If anxieties were appendages, the forest floor would be buried in the corporeal masses of those shed by visitors, the trails impassable.
This is what flitted through my thoughts as I trekked through the, thankfully uncluttered, woods one recent December afternoon. It had been months since I had carved out the time to aimlessly explore nature. My head felt jumbled, my mind burdened with stress. Negative emotions had begun to bog me down, making me feel inept and creating a sludge that weighed down even the simplest routines. As I wandered through the snow-covered paths, absorbing the silence and smelling the crisp, fresh, pine-scented air my heart grew more buoyant with every step.
The study of ecopsychology suggests that because we evolved from the natural world, confinement to our man-made modern structures can contribute or lead to depression. Only in recent centuries have we moved more and more into highly developed, urban areas. Many of us spend our days staring at computers, watching TV or perusing social media on our mobile devices. Access to information has increased exponentially and we are constantly bombarded with a diverse array of stimuli. Taking that break to hike through the woods, or even taking a walk in a park can bring us closer to our natural roots, giving us a more grounded sense of belonging. There is also a calming effect derived from exploring the technology-free, natural beauty of the wilderness.
During my hike I reveled in the serenity even more pronounced during the cold winter months. Most of the birds had fled for warmer climates or moved to more suitable areas in search of a food source. Even my footsteps were muffled by fresh snow. Soon I noticed a glint of red alongside the path. As I approached I discovered a Christmas ornament hanging from a small tree! Further along I saw another. Then a third. I was captivated by the vibrant contrast. Yet I also found it unsettling, resenting the incongruity of these manufactured red balls littering my natural retreat. Although the scenes were lovely, I longed for the unbroken immersion in the ever-changing, natural purity of the forest.

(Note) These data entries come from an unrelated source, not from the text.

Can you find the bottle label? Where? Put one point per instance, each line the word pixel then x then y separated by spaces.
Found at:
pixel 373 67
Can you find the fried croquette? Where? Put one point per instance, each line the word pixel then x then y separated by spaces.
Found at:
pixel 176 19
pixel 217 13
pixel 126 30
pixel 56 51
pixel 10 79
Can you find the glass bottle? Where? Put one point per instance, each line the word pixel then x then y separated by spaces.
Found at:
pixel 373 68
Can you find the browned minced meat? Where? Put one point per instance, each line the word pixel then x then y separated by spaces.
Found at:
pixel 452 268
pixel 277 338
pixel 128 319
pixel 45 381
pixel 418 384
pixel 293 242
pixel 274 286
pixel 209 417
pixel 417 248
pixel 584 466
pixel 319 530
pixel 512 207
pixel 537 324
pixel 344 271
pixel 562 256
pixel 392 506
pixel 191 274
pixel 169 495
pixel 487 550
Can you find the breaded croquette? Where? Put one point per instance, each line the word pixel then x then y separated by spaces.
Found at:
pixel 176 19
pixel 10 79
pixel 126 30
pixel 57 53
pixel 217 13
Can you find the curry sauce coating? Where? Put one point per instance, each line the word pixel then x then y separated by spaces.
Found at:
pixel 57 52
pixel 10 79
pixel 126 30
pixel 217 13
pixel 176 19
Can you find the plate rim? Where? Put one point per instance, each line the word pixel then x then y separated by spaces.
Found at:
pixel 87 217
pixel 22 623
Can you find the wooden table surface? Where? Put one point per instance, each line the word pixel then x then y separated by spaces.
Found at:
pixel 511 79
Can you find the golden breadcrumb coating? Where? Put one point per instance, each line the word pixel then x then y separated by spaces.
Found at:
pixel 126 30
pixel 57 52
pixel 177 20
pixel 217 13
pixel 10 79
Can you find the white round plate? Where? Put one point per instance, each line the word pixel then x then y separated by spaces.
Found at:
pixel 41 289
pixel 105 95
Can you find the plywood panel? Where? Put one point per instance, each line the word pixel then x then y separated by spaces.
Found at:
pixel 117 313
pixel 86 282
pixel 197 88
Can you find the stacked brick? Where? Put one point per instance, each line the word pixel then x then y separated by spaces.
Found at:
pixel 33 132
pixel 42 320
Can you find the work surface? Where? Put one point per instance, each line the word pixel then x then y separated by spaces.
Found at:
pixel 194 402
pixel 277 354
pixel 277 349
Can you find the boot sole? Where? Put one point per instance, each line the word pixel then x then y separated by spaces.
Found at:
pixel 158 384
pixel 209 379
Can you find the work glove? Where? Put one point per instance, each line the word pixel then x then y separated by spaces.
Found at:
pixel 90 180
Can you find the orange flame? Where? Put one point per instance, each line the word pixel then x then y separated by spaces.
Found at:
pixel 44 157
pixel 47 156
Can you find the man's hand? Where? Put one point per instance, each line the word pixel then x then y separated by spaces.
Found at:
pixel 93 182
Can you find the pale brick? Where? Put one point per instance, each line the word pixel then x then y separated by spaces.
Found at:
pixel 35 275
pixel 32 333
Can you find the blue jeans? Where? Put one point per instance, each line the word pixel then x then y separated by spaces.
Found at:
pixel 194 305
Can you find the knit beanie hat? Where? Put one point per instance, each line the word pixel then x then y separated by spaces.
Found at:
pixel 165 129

As I continued my trek along the trail, the man-made baubles finally ceased. Moving deeper into the woods, I spied another burst of red among the trees. Winterberries this time! Those imperfect scarlet balls infused the forest with festive color. Later I found a babbling brook flanked with icicles. These natural formations glinted and glowed, creating beautiful shapes that naturally decorated those woods. I knew then that I had found what I sought, nature’s perfect ornaments in the forest.
I had begun my hike as a brief interlude, expecting to return within the hour. More than two hours passed and the light had begun to fade when I begrudgingly pulled myself back to my jeep and drove home. Arriving home I felt lighter, having calmed my soul and sowed the seeds for the inspiration that grew from my visit to the forest.